Florence Ghafour, artiste et formatrice militante

par Fabien Franco
5 juin 2018

Dans son atelier, le handicap n’est qu’une facette de l’identité parmi d’autres. Plasticienne et formatrice, Florence Ghafour œuvre pour faire évoluer les consciences. Sa méthode ? La création artistique.
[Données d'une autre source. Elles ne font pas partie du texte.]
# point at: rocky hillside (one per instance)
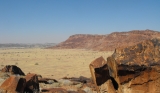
(107, 42)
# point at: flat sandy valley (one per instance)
(52, 63)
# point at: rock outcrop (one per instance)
(13, 84)
(13, 69)
(107, 42)
(134, 69)
(32, 84)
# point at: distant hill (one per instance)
(106, 42)
(19, 45)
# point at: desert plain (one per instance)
(52, 63)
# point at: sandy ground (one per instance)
(51, 63)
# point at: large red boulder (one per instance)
(14, 84)
(32, 84)
(134, 69)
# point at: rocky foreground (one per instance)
(133, 69)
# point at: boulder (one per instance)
(100, 74)
(133, 69)
(32, 84)
(13, 69)
(136, 68)
(14, 84)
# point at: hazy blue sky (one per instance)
(53, 21)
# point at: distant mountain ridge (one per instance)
(107, 42)
(21, 45)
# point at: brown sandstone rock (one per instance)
(13, 69)
(100, 75)
(134, 69)
(13, 84)
(32, 84)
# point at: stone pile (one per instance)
(134, 69)
(13, 81)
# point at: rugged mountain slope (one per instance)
(107, 42)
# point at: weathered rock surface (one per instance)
(134, 69)
(13, 69)
(14, 84)
(107, 42)
(100, 75)
(32, 84)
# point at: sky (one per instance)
(53, 21)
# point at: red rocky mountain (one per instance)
(107, 42)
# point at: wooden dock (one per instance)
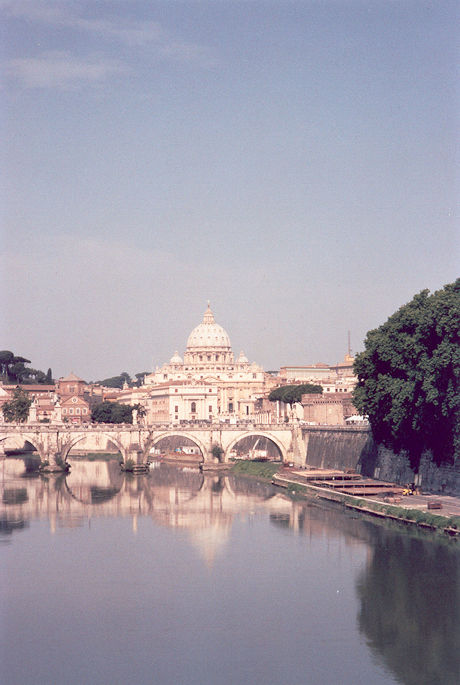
(349, 483)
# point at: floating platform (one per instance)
(348, 483)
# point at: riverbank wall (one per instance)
(338, 447)
(353, 447)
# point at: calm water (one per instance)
(179, 578)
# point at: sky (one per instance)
(293, 162)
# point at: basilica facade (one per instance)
(208, 382)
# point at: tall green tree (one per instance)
(408, 377)
(116, 381)
(12, 367)
(17, 409)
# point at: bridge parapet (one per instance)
(53, 442)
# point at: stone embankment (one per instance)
(353, 447)
(390, 504)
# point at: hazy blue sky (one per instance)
(293, 162)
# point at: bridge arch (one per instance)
(87, 434)
(23, 438)
(258, 434)
(180, 434)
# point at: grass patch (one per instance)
(265, 470)
(418, 516)
(96, 456)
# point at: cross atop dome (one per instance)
(208, 315)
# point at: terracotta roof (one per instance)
(72, 377)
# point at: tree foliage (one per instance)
(13, 369)
(112, 412)
(408, 377)
(293, 393)
(17, 409)
(116, 381)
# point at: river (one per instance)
(180, 578)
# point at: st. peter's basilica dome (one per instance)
(208, 335)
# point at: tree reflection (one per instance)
(410, 608)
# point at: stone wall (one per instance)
(337, 447)
(352, 447)
(396, 468)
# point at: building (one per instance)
(74, 404)
(176, 402)
(208, 382)
(327, 409)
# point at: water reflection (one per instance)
(410, 607)
(403, 589)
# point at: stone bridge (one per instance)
(54, 442)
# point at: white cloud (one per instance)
(131, 33)
(59, 69)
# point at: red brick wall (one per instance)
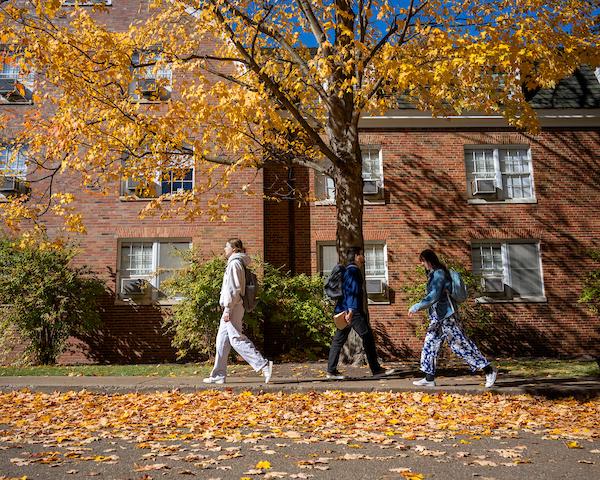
(426, 206)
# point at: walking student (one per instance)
(444, 325)
(352, 303)
(230, 327)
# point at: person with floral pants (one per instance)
(445, 325)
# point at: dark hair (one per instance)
(237, 245)
(351, 254)
(429, 256)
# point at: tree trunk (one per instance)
(349, 233)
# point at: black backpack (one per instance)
(333, 286)
(250, 297)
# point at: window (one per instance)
(499, 174)
(375, 268)
(176, 182)
(13, 170)
(509, 270)
(152, 77)
(372, 174)
(146, 264)
(15, 85)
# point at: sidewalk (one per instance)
(305, 377)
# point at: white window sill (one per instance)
(512, 300)
(481, 201)
(330, 202)
(379, 302)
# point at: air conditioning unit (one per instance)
(133, 287)
(12, 90)
(492, 284)
(12, 184)
(7, 85)
(147, 86)
(132, 184)
(375, 286)
(484, 186)
(370, 187)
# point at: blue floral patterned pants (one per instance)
(449, 329)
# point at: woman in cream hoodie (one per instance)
(230, 328)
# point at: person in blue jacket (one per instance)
(444, 325)
(352, 303)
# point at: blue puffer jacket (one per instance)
(437, 298)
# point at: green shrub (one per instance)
(590, 295)
(474, 316)
(46, 299)
(294, 305)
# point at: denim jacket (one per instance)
(437, 298)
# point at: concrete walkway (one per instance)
(290, 378)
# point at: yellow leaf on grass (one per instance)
(573, 444)
(263, 464)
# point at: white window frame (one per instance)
(506, 273)
(329, 186)
(381, 299)
(152, 277)
(14, 73)
(151, 73)
(6, 151)
(498, 175)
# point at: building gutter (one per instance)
(417, 119)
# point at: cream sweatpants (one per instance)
(230, 335)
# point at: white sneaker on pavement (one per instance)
(214, 380)
(268, 371)
(424, 383)
(490, 378)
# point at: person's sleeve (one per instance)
(236, 285)
(437, 289)
(352, 288)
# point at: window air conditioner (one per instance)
(132, 184)
(12, 184)
(133, 286)
(370, 187)
(484, 186)
(375, 286)
(147, 86)
(492, 284)
(7, 85)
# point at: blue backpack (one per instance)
(459, 292)
(334, 285)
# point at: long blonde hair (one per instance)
(237, 245)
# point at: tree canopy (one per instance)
(254, 83)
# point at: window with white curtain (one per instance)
(499, 174)
(509, 270)
(151, 261)
(372, 174)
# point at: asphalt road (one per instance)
(524, 456)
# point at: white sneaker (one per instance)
(424, 383)
(268, 371)
(214, 380)
(490, 378)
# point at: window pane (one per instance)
(371, 169)
(170, 255)
(329, 258)
(525, 272)
(374, 261)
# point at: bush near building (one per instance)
(45, 298)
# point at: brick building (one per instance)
(521, 210)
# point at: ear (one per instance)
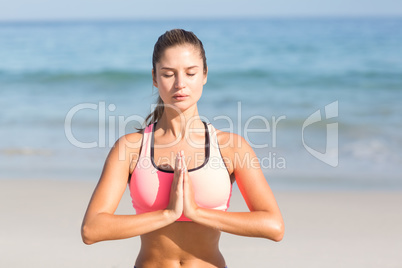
(154, 79)
(205, 77)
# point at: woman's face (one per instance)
(180, 76)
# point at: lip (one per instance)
(178, 96)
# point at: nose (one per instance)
(179, 83)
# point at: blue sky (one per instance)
(158, 9)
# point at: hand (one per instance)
(189, 205)
(175, 206)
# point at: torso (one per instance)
(181, 244)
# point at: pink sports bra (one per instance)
(150, 185)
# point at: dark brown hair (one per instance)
(169, 39)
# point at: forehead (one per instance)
(181, 55)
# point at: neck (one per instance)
(180, 124)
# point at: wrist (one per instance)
(170, 215)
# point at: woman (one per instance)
(180, 171)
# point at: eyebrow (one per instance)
(169, 68)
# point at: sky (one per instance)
(185, 9)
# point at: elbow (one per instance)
(278, 232)
(86, 235)
(275, 230)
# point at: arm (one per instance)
(100, 223)
(263, 220)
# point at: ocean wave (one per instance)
(338, 80)
(55, 77)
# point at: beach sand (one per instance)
(40, 227)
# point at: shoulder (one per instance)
(127, 147)
(231, 141)
(130, 141)
(233, 148)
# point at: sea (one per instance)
(318, 99)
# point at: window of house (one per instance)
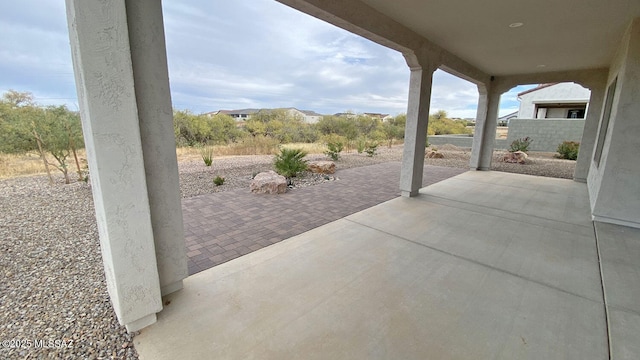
(576, 113)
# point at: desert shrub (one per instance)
(440, 124)
(521, 144)
(361, 143)
(335, 145)
(218, 180)
(252, 145)
(207, 155)
(568, 150)
(334, 150)
(290, 162)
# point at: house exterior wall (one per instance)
(559, 93)
(546, 134)
(614, 189)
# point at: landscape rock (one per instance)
(322, 167)
(517, 157)
(268, 182)
(435, 155)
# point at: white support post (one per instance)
(150, 72)
(415, 138)
(484, 138)
(590, 131)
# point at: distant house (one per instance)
(371, 115)
(310, 117)
(242, 115)
(554, 101)
(504, 120)
(347, 114)
(377, 115)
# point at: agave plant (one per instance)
(290, 162)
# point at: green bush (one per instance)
(361, 143)
(568, 150)
(218, 180)
(290, 162)
(371, 149)
(521, 144)
(334, 147)
(207, 155)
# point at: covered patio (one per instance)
(484, 265)
(479, 266)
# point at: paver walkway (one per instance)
(223, 226)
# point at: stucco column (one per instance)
(590, 131)
(484, 138)
(126, 119)
(415, 135)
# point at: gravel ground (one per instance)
(53, 297)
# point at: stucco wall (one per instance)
(614, 189)
(559, 93)
(546, 134)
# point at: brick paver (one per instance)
(223, 226)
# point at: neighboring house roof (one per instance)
(309, 112)
(376, 115)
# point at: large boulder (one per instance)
(268, 182)
(517, 157)
(434, 154)
(321, 167)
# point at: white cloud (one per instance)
(233, 54)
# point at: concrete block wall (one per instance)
(546, 134)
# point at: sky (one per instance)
(233, 55)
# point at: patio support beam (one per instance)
(155, 113)
(590, 130)
(415, 137)
(121, 76)
(486, 124)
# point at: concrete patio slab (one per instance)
(524, 195)
(619, 252)
(562, 259)
(396, 281)
(625, 335)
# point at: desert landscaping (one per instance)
(53, 284)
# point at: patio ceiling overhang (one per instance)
(476, 39)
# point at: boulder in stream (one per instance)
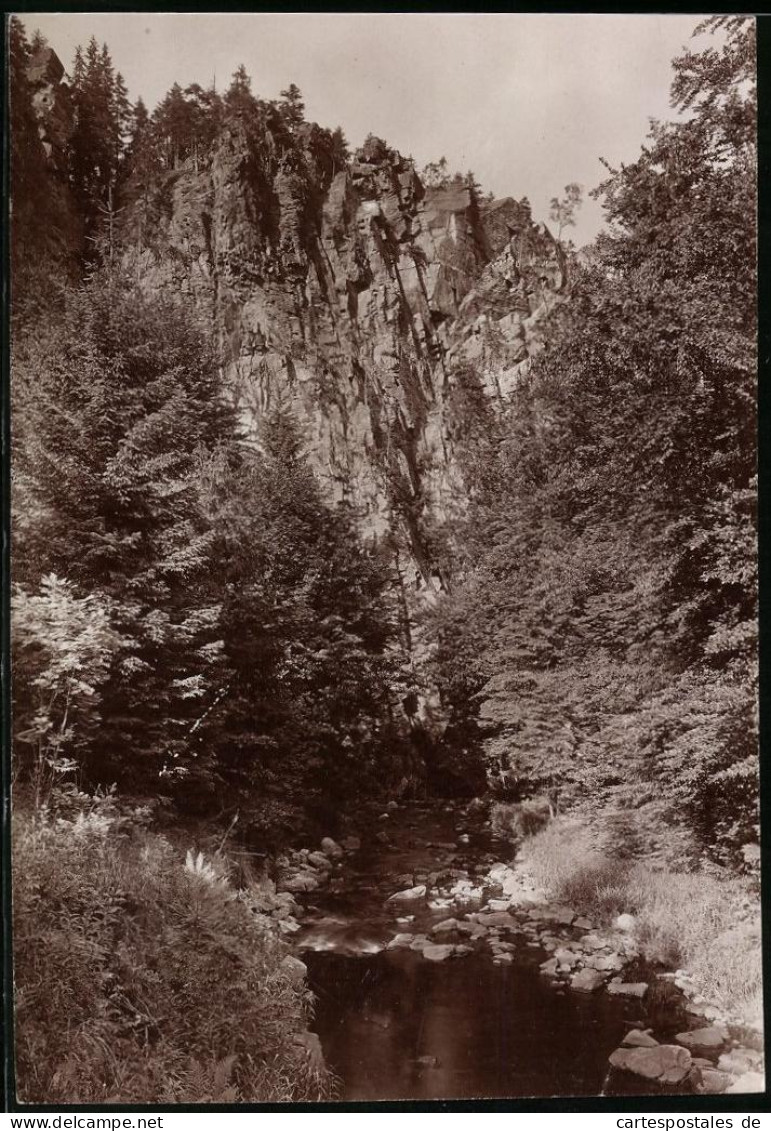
(401, 940)
(301, 881)
(294, 968)
(747, 1082)
(627, 989)
(587, 981)
(444, 926)
(640, 1038)
(703, 1041)
(497, 918)
(624, 922)
(713, 1082)
(319, 860)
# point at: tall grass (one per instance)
(140, 980)
(707, 924)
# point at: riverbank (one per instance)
(386, 901)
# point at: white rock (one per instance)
(408, 894)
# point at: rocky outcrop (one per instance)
(52, 104)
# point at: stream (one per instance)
(395, 1025)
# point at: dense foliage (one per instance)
(604, 638)
(190, 616)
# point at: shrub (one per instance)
(707, 923)
(514, 821)
(140, 980)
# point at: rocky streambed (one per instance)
(440, 970)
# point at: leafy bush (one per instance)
(140, 980)
(707, 923)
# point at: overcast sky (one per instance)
(527, 102)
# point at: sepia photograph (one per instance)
(383, 567)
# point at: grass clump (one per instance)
(141, 978)
(707, 923)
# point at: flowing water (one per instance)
(395, 1025)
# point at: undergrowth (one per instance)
(141, 978)
(708, 924)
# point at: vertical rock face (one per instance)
(356, 300)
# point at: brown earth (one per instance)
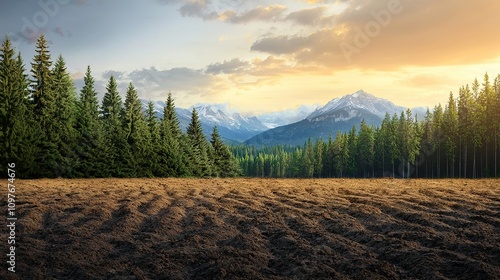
(255, 229)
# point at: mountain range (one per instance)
(291, 127)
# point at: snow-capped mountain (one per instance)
(233, 127)
(340, 114)
(359, 100)
(285, 117)
(222, 116)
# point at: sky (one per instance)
(266, 56)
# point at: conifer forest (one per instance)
(51, 129)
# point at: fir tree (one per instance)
(16, 136)
(199, 155)
(174, 147)
(136, 132)
(92, 148)
(366, 148)
(450, 126)
(225, 164)
(62, 133)
(120, 160)
(155, 143)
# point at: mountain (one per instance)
(285, 117)
(340, 114)
(233, 127)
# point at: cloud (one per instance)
(261, 13)
(227, 67)
(312, 16)
(281, 44)
(367, 36)
(117, 74)
(59, 31)
(197, 8)
(177, 79)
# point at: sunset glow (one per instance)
(264, 56)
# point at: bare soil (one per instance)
(255, 229)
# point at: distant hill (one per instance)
(340, 114)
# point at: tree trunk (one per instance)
(460, 159)
(496, 146)
(474, 163)
(465, 161)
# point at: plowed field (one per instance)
(255, 229)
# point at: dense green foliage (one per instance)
(460, 141)
(48, 130)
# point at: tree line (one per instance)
(48, 130)
(460, 140)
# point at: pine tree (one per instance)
(437, 137)
(394, 149)
(155, 143)
(464, 123)
(92, 148)
(308, 159)
(199, 154)
(366, 149)
(352, 147)
(488, 125)
(318, 157)
(15, 134)
(478, 128)
(62, 132)
(450, 126)
(413, 138)
(120, 160)
(496, 87)
(41, 84)
(225, 164)
(136, 132)
(175, 149)
(45, 111)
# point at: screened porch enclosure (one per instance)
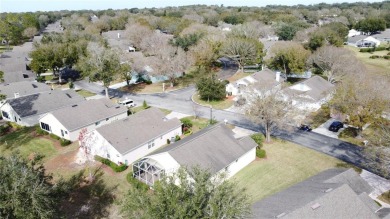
(147, 171)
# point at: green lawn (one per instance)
(286, 164)
(222, 104)
(85, 93)
(24, 141)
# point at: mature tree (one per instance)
(289, 57)
(100, 64)
(363, 98)
(25, 189)
(200, 196)
(244, 51)
(210, 88)
(335, 63)
(371, 25)
(270, 110)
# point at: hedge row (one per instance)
(136, 183)
(114, 166)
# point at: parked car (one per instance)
(304, 127)
(127, 102)
(336, 126)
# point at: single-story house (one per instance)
(132, 138)
(334, 193)
(309, 94)
(368, 42)
(69, 121)
(213, 148)
(27, 110)
(22, 88)
(261, 81)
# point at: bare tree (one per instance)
(336, 63)
(270, 110)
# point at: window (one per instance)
(45, 126)
(150, 144)
(5, 114)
Le handicap fait écran. Dans la rue ou dans le milieu professionnel, la personne handicapée interpelle par sa différence. Les regards des « valides » peuvent se faire réducteurs quand ils ne font pas preuve d’animosité. « Dans les transports en commun, il n’est pas rare que les personnes handicapées subissent des agressions » soutient Florence Ghafour, artiste à Genève. Des histoires d’agressions, de discriminations, elle en entendrait tous les jours. Femme engagée, volontaire, elle anime depuis une dizaine d’années des séances de formation en création artistique. Membre de l’association Actifs*, elle enseigne dans son propre atelier situé à Chêne-Bourg, près de Genève. Au contact des élèves, la formatrice a développé des méthodes d’enseignement basé sur l’écoute, le partage, le lâcher-prise qui, à partir d’un geste spontané, va donner l’impulsion créative. Son parcours est en premier lieu celui d’une artiste. 

 

Née à Genève en 1959, elle expose pour la première fois en 1998. Vingt ans plus tard, la peinture figurative des débuts a laissé place à une expression libre, à un questionnement sur la destruction/reconstruction et l’utilisation de matériaux de récupération. Le champ d’investigation artistique s’est ouvert à d’autres dimensions à partir d’une intériorité aux prises avec le réel. Le mouvement créateur prend racine dans l’intuition des formes et des sujets. Et c’est dans un second temps que se dévoile la source d’inspiration. Les matières, expressives et multiples, - huile, eau, papier, toile, carton etc. -, révèlent une créativité dynamique, ouverte, expérimentale. « Le voyage est intérieur » confie Florence Ghafour. Ce voyage, dialogue entre l’artiste et son environnement, ne cesse de créer de nouvelles formes. Spécificité de l’art qui intègre et restitue, conférant au particulier sa valeur universelle. 

 

Ses inspirations, Florence Ghafour va les puiser dans les événements économiques et politiques contemporains. Cette acuité attentive aux enjeux et problématiques de la société révèle une personnalité tournée vers ses semblables. Sensible au beau et au bien, si chers aux Grecs de l’Antiquité, l’artiste ne pouvait sans doute pas faire autrement que d’ajouter à son activité artistique une dimension supplémentaire. Chez elle en effet le mouvement de l’art est associé à une fonction sociale inclusive. Faut-il alors déplorer de ne pas avoir été entièrement vouée à l’art ? « Cette activité m’a permis d’aller plus loin dans mon art parce qu’il existe bien un échange entre la formatrice et les élèves. Cette relation m’inspire une forme d’attitude par rapport à la création. Former demande une telle disponibilité qu’il est difficile ensuite de conserver suffisamment d’énergie pour mon travail personnel. Mais ça vaut la peine, ça me porte et me correspond. Quand à savoir si j’ai fait le sacrifice d’une carrière artistique, certainement. Disons que je mets certaines choses entre parenthèse, mais c’est un choix. Par ailleurs, mon travail artistique est personnel. Je n’appartiens à aucun réseau et il m’est plus compliqué de mettre en avant mon propre travail que celui de mes élèves. » 

 

« changer les regards, inclure plutôt qu’exclure »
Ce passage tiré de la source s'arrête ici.